O consumo de energia elétrica no Brasil cresceu 1,5% na primeira quinzena de março em relação ao mesmo período de 2020, alcançando 65.689 MW médios, informa a Câmara de Comercialização de Energia Elétrica (CCEE), apontando aumento de 6,3% no mercado livre e recuo de 0,7% no regulado. Ao desconsiderar as migrações entre os ambientes, expurgando o efeito das cargas que saíram de um segmento e passaram a atuar no outro, o mercado regulado apresenta alta de 1,4% e o livre de 1,5%.

As informações divulgadas pela boletim InfoMercado Quinzenal são preliminares, mas já mostram que dos 15 ramos de atividades monitorados, dois apresentaram queda no consumo pelo recrudescimento das medidas de combate à pandemia, com os setores de serviços e bebidas reduzindo em 14,6% e 7,6% a demanda por energia. Os dados desconsideram as cargas migradas no período.

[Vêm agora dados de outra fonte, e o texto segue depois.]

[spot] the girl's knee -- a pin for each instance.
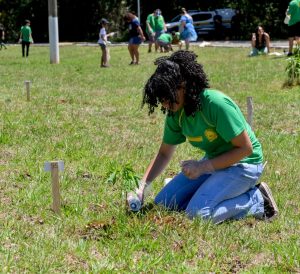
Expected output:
(204, 213)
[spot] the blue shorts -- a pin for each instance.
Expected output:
(136, 40)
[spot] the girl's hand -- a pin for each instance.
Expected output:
(193, 169)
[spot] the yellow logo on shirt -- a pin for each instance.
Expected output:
(195, 139)
(210, 134)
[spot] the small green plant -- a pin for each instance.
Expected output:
(129, 179)
(293, 68)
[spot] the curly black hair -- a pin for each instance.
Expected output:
(172, 72)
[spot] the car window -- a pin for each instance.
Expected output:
(202, 17)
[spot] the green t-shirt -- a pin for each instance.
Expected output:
(166, 38)
(26, 32)
(150, 20)
(159, 23)
(294, 12)
(212, 128)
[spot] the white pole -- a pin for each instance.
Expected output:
(27, 85)
(139, 10)
(53, 32)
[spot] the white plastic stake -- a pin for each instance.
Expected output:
(250, 111)
(55, 167)
(27, 85)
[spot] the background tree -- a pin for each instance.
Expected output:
(79, 20)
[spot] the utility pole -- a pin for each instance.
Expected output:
(53, 31)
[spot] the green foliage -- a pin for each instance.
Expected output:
(293, 67)
(79, 20)
(124, 174)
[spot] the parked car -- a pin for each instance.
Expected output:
(204, 21)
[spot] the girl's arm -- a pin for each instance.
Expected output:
(242, 147)
(156, 167)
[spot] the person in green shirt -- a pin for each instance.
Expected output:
(25, 37)
(293, 24)
(222, 185)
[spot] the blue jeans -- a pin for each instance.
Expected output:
(225, 194)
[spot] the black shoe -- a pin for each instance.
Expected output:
(270, 207)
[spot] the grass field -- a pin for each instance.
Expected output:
(91, 118)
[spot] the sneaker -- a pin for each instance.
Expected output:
(270, 207)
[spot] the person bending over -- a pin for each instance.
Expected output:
(223, 184)
(260, 42)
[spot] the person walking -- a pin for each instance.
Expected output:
(223, 184)
(294, 24)
(25, 37)
(136, 37)
(260, 42)
(103, 43)
(186, 28)
(159, 26)
(150, 30)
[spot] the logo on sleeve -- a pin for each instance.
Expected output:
(210, 134)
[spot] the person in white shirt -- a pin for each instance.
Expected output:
(104, 63)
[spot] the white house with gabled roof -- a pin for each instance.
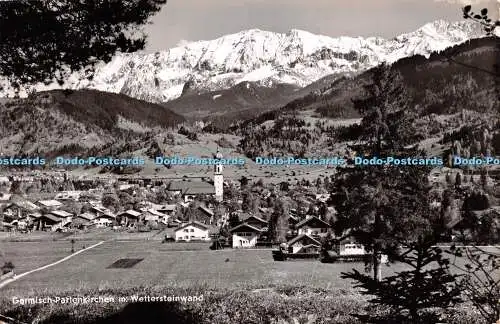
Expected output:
(193, 231)
(245, 235)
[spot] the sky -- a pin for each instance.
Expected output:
(192, 20)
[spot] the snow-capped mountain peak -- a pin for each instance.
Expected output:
(295, 57)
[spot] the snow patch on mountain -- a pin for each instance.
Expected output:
(266, 58)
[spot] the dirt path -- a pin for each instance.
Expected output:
(8, 281)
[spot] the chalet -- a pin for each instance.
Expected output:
(322, 197)
(104, 221)
(193, 231)
(97, 210)
(49, 204)
(254, 221)
(189, 190)
(19, 209)
(168, 209)
(5, 197)
(245, 235)
(49, 222)
(151, 215)
(130, 217)
(204, 215)
(303, 244)
(312, 226)
(68, 195)
(63, 215)
(83, 221)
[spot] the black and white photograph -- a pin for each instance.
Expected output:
(250, 161)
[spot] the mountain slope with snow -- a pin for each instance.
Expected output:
(267, 58)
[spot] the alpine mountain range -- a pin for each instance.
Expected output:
(296, 58)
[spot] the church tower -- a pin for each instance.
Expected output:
(218, 178)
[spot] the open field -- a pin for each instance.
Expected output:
(31, 255)
(238, 285)
(172, 265)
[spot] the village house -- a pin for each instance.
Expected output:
(83, 221)
(254, 221)
(245, 235)
(97, 211)
(104, 221)
(48, 222)
(19, 209)
(193, 231)
(190, 190)
(303, 244)
(68, 195)
(152, 215)
(49, 204)
(312, 226)
(5, 197)
(129, 217)
(168, 209)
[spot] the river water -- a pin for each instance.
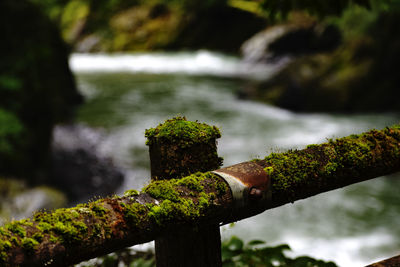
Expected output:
(128, 93)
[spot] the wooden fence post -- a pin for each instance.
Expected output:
(179, 148)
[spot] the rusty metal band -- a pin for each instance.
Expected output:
(243, 177)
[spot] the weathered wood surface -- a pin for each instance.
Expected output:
(67, 236)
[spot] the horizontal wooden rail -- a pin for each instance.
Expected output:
(67, 236)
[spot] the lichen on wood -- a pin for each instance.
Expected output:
(337, 163)
(67, 236)
(179, 147)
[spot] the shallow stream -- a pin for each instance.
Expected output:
(129, 93)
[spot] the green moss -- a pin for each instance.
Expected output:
(162, 190)
(184, 133)
(16, 228)
(185, 209)
(67, 232)
(177, 202)
(134, 213)
(98, 210)
(192, 182)
(131, 193)
(29, 244)
(38, 236)
(318, 162)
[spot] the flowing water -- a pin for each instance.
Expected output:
(129, 93)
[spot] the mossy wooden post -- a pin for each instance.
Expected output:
(178, 148)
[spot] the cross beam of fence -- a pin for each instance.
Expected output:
(68, 236)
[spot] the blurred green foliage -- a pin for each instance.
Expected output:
(255, 254)
(234, 252)
(36, 88)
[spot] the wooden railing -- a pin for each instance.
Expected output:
(185, 204)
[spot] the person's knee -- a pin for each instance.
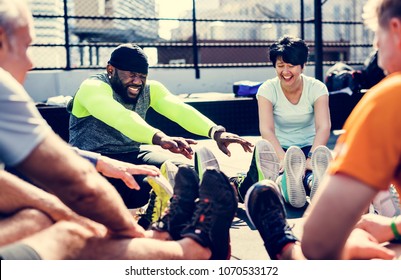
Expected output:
(36, 219)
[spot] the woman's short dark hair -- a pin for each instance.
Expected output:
(291, 49)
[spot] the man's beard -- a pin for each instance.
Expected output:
(122, 90)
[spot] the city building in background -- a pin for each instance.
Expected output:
(233, 33)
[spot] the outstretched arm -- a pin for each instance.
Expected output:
(53, 166)
(170, 106)
(118, 169)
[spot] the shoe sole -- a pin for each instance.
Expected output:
(266, 161)
(169, 170)
(163, 190)
(231, 192)
(294, 166)
(248, 194)
(205, 159)
(321, 158)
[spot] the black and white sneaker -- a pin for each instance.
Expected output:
(265, 210)
(214, 213)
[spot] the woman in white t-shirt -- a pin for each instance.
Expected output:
(294, 118)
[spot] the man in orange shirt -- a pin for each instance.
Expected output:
(367, 160)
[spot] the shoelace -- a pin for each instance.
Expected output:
(274, 218)
(201, 214)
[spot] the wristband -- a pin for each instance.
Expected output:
(216, 128)
(397, 235)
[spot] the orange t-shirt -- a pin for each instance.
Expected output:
(370, 148)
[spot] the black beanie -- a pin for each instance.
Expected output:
(129, 57)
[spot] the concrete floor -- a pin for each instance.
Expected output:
(246, 243)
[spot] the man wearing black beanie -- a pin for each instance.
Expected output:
(108, 117)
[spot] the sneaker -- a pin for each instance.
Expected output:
(267, 162)
(182, 205)
(387, 203)
(321, 158)
(204, 159)
(291, 182)
(265, 210)
(169, 170)
(163, 191)
(145, 218)
(214, 213)
(265, 165)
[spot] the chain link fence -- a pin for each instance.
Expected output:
(80, 34)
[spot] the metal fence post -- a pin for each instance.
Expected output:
(67, 38)
(318, 41)
(195, 41)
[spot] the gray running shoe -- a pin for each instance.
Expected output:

Os ramos da economia que apresentaram maiores taxas de crescimento foram quase todos eletrointensivos: metalurgia e produtos de metal, com 7,9%, extração de minerais metálicos, 7,8%, minerais não-metálicos, 3,5% e químicos, com 3,1%.

Na avaliação regional as maiores variações positivas foram o Rio de Janeiro, com incremento de 10% em relação ao mesmo período em 2020, o Pará, com 8%, e Minas Gerais, com 6%. As maiores quedas ficaram com os estados do Amazonas, com 16% e o Acre, onde o consumo recuou 9%.

Geração – A geração de energia cresceu 1,8% na comparação entre a primeira quinzena de março de 2021 e de 2020, com as usinas que integram o Sistema Interligado Nacional (SIN), somadas às importações, produzindo 69.992 MW médios no período.

As usinas hidráulicas reduziram sua atuação em 7,8% enquanto as demais fontes tiveram aumento. Novamente o destaque fica com as eólicas, que mais do que dobraram, atingindo volume 117,1% superior na comparação anual. Já as térmicas ampliaram sua produção em 36,6% e as fotovoltaicas em 18,2%.

Segundo o informe, o aumento nas eólicas decorre da ausência de um fenômeno meteorológico que ocorreu em março de 2020, quando houve mais ocorrências de chuvas no Nordeste, impactando negativamente os ventos. Neste ano, as condições para a fonte na região estão mais favoráveis.